Some forms of cheating exploit artifacts of the evaluation while severing the connection to the real objective. Training on test labels, leaking benchmark answers, cherry-picking runs, or tuning specifically to quirks of the leaderboard are all in this category. These are not glimpses of the future. They are just failures of measurement.

Other forms of cheating preserve the real objective while violating a local convention about how the objective is supposed to be pursued. Those are much more interesting. They often reveal hidden resources that the benchmark has been pretending away: compute, tools, external memory, prior data, human intervention, or test-time adaptation. Once those resources are made explicit and priced correctly, the cheating often disappears as a moral category. It becomes just another algorithmic choice.

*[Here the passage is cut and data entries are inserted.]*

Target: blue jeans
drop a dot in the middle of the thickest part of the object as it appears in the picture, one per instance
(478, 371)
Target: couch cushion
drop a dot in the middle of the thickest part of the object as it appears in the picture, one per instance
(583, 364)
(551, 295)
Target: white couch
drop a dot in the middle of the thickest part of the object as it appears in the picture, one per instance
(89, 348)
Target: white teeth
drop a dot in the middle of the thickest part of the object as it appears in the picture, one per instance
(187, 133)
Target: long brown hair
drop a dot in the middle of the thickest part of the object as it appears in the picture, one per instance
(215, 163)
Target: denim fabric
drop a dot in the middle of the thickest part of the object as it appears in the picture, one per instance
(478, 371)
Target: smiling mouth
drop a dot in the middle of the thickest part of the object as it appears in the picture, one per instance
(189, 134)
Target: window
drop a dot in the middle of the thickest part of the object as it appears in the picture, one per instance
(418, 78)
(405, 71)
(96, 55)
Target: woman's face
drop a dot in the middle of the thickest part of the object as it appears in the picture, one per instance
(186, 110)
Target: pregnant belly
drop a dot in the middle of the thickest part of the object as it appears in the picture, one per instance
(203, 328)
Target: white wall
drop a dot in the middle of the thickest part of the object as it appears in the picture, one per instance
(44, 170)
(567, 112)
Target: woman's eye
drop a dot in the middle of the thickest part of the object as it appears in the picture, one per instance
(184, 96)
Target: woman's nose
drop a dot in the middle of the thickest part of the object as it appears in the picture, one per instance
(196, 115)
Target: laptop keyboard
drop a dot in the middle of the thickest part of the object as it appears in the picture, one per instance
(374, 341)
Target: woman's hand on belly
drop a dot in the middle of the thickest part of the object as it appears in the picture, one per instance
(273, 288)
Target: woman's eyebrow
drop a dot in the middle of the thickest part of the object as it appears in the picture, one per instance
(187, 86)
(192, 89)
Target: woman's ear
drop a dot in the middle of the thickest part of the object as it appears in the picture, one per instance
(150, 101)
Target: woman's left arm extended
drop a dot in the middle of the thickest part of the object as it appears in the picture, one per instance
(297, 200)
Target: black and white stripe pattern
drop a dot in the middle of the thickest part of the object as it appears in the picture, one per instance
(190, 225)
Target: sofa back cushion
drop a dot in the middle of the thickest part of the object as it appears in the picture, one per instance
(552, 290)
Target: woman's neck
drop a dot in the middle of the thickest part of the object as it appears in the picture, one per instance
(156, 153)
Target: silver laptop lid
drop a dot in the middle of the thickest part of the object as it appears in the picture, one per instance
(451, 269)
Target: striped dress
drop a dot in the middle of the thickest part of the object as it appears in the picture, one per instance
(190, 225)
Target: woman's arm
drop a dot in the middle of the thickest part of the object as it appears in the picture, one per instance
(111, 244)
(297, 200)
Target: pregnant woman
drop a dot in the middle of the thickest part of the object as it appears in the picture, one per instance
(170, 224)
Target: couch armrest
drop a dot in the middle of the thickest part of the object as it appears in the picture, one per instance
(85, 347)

This is why I think “cheating pressure” can be a useful research lens. It points to where the current interface is wrong.

A Research Heuristic

One way to turn this into a concrete methodology would be:

Start with the benchmark or standard problem setting.
Ask what the most efficient way to cheat would be.
Separate benchmark exploits from genuine interface improvements.
For the latter, define a new problem setting that makes the hidden resource explicit.
Raise the standard again from there.

This feels close to how many fields actually evolve. We ban a shortcut, notice that everyone wants it, realize that it is compressing something important, legalize it, and then move the benchmark upward. Calculators become acceptable, then expected. Search becomes acceptable, then expected. Simulation becomes acceptable, then expected. LLM assistance may be going through the same transition now in many domains.

So I do think there is something interesting here. The claim is not that cheating is good. It is that the desire to cheat is often informative. In open-ended fields, it can reveal where a benchmark is misaligned with reality, where a workflow is ripe for automation, or where the next problem setting should be.

Sometimes the right response is to harden the rules.

Sometimes the right response is to change the game.